“These are our rights, folks. Fetuses don’t have rights; we have rights, and we need to stand… “These are our rights, folks. Fetuses don’t have rights; we have rights, and we need to stand up and demand them,” Laura Horowitz, a speaker at last week’s Roe v. Wade panel, said. “Abortion in this country is not about children. It’s about women and who controls them.”
Every January, around the anniversary of Roe v. Wade, a new group of panelists arrives at Pitt to make bold, empowering, unsubstantiated statements about the rights a fetus doesn’t have. There are valid points to be considered about when and how a fertilized embryo becomes a human, points that offer support and criticism to both sides of the debate. But this topic is always ignored by panelists like Horowitz, not because they don’t know about it, but because they don’t care. They are far too ingrained in a stance that gets weaker as the debate evolves – the idea that abortion is about “women and who controls them.”
Mark Goldblatt is a journalist and legal analyst who studies the abortion debate while remaining impressively objective. In the June/July 2002 issue of Philosophy Now, he critiques the idea that women must have unchecked control over their bodies: “As a defense of abortion rights, the argument is either demonstrably false or logically meaningless. Even if we grant the contentious point that the fetus is part of the woman’s body, it’s simply untrue that American citizens, male or female, exercise absolute sovereignty over their own bodies.” Goldblatt supports this point by citing laws against prostitution and the sale of internal organs. If people had complete sovereignty over their own bodies, they would be allowed to sell sex or a kidney and make a quick buck. But, if legal, these processes lead directly to exploitation of the poor, and so the government can and must govern people’s bodies in certain cases. If we see a developing fetus as a developing human in danger of being killed, government intervention is justified and necessary.
It is important, if this discussion is to go anywhere, that we debunk all the pro-choice hoopla and fist-raising now rather than later, because it’s fueled by its own narrow momentum. Calling the abortion debate a “women’s rights” issue is somewhat misleading – it diverts attention away from some very important concepts, such as definition. A mother may not kill her newborn baby for any reason, so why is she able to do so with an unborn baby, regardless of its age or development? Where is the line drawn? While women are certainly entitled to rights and privacy, I find it surprising that so many who attend these panels are so completely uninterested in formulating an accurate, agenda-free definition of human life.

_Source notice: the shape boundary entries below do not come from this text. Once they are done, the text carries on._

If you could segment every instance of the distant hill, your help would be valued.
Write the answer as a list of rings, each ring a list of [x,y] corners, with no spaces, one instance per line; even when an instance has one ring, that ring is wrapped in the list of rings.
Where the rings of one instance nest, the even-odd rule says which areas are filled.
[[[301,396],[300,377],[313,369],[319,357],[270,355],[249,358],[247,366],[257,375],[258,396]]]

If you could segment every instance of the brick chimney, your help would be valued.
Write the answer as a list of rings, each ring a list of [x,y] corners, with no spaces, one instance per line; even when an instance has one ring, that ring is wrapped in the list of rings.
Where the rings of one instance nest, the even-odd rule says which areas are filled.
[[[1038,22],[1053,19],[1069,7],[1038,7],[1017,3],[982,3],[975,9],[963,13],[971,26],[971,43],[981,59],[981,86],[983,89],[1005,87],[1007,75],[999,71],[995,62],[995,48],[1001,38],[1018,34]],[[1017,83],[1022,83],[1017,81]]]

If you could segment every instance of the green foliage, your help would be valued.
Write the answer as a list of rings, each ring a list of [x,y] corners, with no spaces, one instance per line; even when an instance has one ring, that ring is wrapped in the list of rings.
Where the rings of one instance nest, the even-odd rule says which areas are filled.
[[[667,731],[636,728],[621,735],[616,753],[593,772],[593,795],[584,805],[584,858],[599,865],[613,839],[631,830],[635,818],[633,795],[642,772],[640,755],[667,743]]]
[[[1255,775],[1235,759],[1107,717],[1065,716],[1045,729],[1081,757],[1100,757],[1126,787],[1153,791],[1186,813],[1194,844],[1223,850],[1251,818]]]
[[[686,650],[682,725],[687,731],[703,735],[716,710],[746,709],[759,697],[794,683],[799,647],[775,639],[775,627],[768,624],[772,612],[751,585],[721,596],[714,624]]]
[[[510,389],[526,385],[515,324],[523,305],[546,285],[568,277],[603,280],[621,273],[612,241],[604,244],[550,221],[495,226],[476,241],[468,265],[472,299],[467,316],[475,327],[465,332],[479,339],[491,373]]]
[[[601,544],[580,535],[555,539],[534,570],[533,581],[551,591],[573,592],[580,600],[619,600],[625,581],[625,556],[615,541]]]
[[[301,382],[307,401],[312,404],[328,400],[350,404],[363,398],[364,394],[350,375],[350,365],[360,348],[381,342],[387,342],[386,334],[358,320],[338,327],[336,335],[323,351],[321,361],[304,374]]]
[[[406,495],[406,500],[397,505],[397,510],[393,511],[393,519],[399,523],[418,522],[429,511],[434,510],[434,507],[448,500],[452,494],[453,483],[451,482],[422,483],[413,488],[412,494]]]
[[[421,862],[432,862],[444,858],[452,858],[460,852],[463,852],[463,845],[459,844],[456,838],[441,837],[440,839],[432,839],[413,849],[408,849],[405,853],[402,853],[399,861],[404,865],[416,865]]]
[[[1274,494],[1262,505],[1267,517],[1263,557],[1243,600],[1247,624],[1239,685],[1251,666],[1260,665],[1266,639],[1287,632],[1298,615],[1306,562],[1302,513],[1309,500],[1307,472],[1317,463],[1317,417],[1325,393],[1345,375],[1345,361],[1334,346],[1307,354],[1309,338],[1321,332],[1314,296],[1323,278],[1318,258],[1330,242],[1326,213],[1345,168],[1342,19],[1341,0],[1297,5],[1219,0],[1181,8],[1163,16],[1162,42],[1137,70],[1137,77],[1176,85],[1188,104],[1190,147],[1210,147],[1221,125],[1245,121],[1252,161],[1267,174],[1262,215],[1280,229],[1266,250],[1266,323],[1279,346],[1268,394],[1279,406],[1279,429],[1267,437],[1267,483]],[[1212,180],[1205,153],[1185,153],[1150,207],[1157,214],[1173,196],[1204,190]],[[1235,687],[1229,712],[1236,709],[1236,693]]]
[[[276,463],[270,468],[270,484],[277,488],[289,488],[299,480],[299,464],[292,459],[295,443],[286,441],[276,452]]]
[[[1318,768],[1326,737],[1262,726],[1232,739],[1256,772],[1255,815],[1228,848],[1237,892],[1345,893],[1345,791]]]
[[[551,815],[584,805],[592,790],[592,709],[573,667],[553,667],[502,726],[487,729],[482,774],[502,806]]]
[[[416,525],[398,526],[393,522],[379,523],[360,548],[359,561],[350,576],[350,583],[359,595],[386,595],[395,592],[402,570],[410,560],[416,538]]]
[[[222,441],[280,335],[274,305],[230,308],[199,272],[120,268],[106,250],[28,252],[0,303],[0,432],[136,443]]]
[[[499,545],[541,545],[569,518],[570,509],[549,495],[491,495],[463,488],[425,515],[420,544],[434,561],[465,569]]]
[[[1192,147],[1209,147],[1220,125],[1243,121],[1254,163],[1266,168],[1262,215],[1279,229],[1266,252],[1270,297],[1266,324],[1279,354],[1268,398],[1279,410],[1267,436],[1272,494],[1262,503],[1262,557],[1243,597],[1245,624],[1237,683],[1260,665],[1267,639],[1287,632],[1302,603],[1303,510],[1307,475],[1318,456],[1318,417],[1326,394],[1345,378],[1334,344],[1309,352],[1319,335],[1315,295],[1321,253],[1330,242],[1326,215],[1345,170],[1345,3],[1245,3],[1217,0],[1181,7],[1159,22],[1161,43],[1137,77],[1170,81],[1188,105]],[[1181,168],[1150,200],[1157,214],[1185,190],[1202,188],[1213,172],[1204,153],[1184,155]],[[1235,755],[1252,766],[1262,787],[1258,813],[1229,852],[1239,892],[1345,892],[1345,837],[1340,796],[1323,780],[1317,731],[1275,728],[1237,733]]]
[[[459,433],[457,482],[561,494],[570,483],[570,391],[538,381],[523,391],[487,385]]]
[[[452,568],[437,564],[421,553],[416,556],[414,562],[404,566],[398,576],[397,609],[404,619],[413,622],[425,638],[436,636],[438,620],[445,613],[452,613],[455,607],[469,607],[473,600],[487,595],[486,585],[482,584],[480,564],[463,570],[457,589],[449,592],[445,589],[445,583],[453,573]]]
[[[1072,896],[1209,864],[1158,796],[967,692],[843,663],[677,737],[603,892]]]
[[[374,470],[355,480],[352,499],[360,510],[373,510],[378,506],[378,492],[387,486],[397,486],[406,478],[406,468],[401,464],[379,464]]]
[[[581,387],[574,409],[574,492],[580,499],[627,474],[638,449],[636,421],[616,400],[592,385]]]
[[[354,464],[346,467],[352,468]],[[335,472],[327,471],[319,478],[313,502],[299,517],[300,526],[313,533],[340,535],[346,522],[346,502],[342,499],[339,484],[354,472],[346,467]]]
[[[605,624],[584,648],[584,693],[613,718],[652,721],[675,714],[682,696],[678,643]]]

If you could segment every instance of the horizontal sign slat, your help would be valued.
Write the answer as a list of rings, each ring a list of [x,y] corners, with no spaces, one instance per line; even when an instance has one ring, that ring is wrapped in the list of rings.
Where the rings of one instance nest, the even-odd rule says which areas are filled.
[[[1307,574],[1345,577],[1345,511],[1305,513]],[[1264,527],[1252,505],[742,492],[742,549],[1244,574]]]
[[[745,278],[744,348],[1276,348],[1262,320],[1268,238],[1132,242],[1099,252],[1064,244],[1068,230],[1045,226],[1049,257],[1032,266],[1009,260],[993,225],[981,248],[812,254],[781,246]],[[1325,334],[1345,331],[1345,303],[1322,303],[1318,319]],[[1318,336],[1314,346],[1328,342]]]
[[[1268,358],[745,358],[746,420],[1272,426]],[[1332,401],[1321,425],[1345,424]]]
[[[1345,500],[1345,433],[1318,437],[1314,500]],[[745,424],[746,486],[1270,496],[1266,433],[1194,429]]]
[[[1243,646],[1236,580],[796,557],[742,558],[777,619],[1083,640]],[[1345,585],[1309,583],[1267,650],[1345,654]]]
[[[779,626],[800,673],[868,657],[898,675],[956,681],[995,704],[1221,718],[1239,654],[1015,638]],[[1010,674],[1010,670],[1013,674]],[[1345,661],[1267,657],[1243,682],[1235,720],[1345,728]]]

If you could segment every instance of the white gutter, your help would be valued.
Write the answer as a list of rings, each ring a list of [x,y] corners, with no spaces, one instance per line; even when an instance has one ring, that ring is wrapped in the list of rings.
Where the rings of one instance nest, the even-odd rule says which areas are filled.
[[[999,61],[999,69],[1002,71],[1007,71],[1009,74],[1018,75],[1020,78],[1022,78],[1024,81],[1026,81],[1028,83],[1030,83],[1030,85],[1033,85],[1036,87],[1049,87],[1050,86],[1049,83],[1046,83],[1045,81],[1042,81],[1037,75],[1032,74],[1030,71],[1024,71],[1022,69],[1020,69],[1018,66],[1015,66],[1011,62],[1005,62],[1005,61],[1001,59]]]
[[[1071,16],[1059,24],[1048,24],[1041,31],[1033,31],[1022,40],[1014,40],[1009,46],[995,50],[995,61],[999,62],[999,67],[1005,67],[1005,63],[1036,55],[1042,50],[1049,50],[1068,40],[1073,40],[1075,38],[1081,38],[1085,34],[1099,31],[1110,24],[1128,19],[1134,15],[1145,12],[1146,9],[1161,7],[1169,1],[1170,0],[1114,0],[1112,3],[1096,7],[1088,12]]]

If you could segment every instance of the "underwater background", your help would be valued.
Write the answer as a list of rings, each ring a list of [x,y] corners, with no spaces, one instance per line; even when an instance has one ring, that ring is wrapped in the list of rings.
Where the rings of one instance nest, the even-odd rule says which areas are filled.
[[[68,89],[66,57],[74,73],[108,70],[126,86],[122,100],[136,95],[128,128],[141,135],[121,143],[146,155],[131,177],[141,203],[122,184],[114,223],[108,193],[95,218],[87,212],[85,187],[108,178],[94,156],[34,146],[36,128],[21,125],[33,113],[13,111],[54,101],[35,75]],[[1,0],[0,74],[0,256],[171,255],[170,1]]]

For all the PR problems that the pro-choice side supposedly has, they have a remarkable way of presenting themselves as compassionate, and I don’t doubt that many of them are. But their arguments are skewed, always making reference to the exceptions – women facing death in childbirth, victims of rape or incest, confused teenagers with their whole lives ahead of them. They rarely focus on the bulk of abortion cases. These are represented by women who use abortion as birth control, whose lives are in no danger, who have not been raped, who have made conscious decisions and want the easiest way out. I can’t think of a more slanted fight than Convenience vs. Accountability. I am willing to discuss the special cases separately and give them some more direct attention, but it is grossly inaccurate to constantly cite them as the rule.
If, in the coming years, medical science should change the popular way we define a human, focusing on heartbeat or brain activity instead of birth, will the debate end? Probably not, because this issue isn’t about children, it’s about women. In his book, “Rethinking Life and Death,” amid scores of other complex and varied ideas on the subject, philosopher/professor/author Peter Singer sums up my biggest frustration in one sentence: “Advocates of legal abortion cannot remain neutral about when the developing human being acquires a right to life.”
And yet they do. Every January we read about pro-choice discussions where women stand up and say “This issue is all about us.” Two years ago, Students for Reproductive Freedom went so far as to throw a party complete with cheerleaders who shouted slogans and tossed condoms into the audience. But for all the fiery speeches and fanfare they will never explain why a newborn baby is so different from a third-trimester, unborn baby; why one is just an impersonal fetus and the other is an adorable child. They have no answer for this question, and that’s why I believe someday we will look back on these events and lose our appetites.